"C'è la bellezza e ci sono gli oppressi.
Per quanto difficile possa essere,
io vorrei essere fedele ad entrambi"
Albert Camus

martedì 10 aprile 2007

Jean Eustache

Sono cresciuto con i film di Truffaut, mi piacerebbe scrivere e girare come Rohmer ma amo Philippe Garrel e Jean Eustache. Di quest'ultimo ho visto un film che non dimenticherò mai, si chiama "La Maman et la putain". Tre ore e mezza di film un "road movie" della parola, Rai 3 lo ha trasmesso io l'ho registrato, lo conservo in un fottuto vhs.
Jean Eustache è morto suicida nel 1981, aveva 43 anni.
Serge Daney è stato un grande critico di Liberation, il 16 novembre 1981 scrisse un articolo meraviglioso in ricordo dell'amico scomparso, eccolo.
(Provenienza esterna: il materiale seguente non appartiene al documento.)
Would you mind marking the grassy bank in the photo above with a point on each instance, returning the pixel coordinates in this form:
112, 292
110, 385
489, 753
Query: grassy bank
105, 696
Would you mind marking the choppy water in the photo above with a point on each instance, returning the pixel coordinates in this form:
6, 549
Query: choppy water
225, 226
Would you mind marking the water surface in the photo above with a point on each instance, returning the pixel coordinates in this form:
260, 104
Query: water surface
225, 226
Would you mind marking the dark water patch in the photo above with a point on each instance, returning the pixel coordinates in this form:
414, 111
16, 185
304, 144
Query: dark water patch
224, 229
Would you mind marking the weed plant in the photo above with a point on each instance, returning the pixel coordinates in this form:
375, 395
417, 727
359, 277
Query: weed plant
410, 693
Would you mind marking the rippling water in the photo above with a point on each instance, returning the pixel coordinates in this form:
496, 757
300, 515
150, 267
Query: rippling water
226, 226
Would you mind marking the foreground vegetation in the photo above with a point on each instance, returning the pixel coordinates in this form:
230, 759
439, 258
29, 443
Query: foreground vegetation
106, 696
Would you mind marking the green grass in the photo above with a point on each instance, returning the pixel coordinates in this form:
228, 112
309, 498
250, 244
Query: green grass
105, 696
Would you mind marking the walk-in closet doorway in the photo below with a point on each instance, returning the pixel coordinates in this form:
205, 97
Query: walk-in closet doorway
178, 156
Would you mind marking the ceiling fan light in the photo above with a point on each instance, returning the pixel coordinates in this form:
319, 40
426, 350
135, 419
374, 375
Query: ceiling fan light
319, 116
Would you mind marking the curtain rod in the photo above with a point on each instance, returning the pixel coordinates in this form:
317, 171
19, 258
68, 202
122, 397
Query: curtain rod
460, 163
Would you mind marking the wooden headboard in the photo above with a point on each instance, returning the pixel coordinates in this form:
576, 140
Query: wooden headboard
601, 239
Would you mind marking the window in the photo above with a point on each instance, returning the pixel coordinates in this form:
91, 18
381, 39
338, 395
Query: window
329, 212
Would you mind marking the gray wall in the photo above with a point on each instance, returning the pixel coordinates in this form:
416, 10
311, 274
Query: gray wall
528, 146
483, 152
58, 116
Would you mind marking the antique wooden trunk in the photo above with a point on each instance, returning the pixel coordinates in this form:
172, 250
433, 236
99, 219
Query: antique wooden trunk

La morte di Jean Eustache sconvolge ma non sorprende. I suoi amici ve lo diranno, era un suicida. Era legato alla vita solo da un piccolo numero di fili, così solidi che avevamo finito per crederli indistruttibili. Ci eravamo sbagliati. Il desiderio di cinema era uno di questi fili. Il desiderio di non filmare a ogni costo ne era un altro. questo desiderio era un lusso ed Eustache lo sapeva. Ne ha pagato il prezzo.
Non basta dire che era approdato al cinema con la Nouvelle Vague appena un pò dopo ma con gli stessi rifiuti e le stesse ammirazioni. Non basta dire che era un "autore", il suo cinema era spietatamente personale. I suoi film nascevano solo quando era abbastanza forte per farli nascere, per far ritornare in lui quello di cui era fatta la sua vita.
Nel corso dei desolanti anni '70, i suoi film si sono susseguiti, sempre imprevisti, in maniera non sistematica, senza interruzioni. Film fiume, film brevi, programmi televisivi, una realtà appena filtrata dalla fiction, una fiction iperreale. Ogni film andava fino in fondo alla sua materia, portava con sè la sua durata. Impossibile per questo teorico della seduzione e dell'abbordaggio sedurre un pubblico.
Quel pubblico lo aveva avuto dalla sua una volta, quando aveva fatto il più bel film francese del decennio (La Maman et la putain, 1973). Senza di lui non avremmo alcun volto da mettere sul ricordo dei ragazzi perduti del maggio '68. Perduti e già invecchiati, straparlanti e fuori moda: Lafont, Leaud e soprattutto Francoise Lebrun, con il suo scialle nero e la sua voce ostinata. Senza di lui non resterebbe nulla di tutto questo.
Etnologo della sua realtà, Eustache avrebbe potuto far carriera, diventare un buon autore, con fantasmi e visioni del mondo, uno specialista di se stesso in qualche modo. La sua morale glielo impediva: non filmava quello che lo interessava, riusciva a trascrivere quello che lo tormentava. Le donne, il dandysmo, Parigi, la campagna e la lingua francese. Era già molto.
Come un pittore che sa di non poterne mai venire a capo, non ha mai smesso di ritornare sull'argomento, servendosi del cinema non come di uno specchio (questo è tipico dei bravi registi) ma come dell'ago di un sismografo (questo è tipico dei grandi).
Artista e nient'altro (sapeva fare solo film), portava, al contrario, il discorso più modesto e allo stesso tempo più orgoglioso, quello di un artigiano. L'artigiano pesa tutto, valuta tutto, assume tutto, memorizza tutto. Così faceva Eustache.
Un anno alcuni amici marocchini avevano organizzato a Tangeri una retrospettiva completa della sua opera. Difficile fargli lasciare Parigi, pensavamo. Eppure venne e restò due giorni. Tangeri non era Parigi, cercammo un bar all'aperto fino a tardi per bere birra e parlare di cinema. Eustache parlava dei suoi maestri ai quali non osava paragonarsi: Pagnol e Renoir. Non dimenticherò mai il modo in cui evocava i loro film, li faceva rivivere nella sua lingua inquadratura dopo inquadratura, con il tono della voce. Tutto questo sconvolgeva ma non sorprendeva.
Eustache somigliava troppo al suo tempo per sentircisi a suo agio. Ha finito per perdere. Peggio per noi.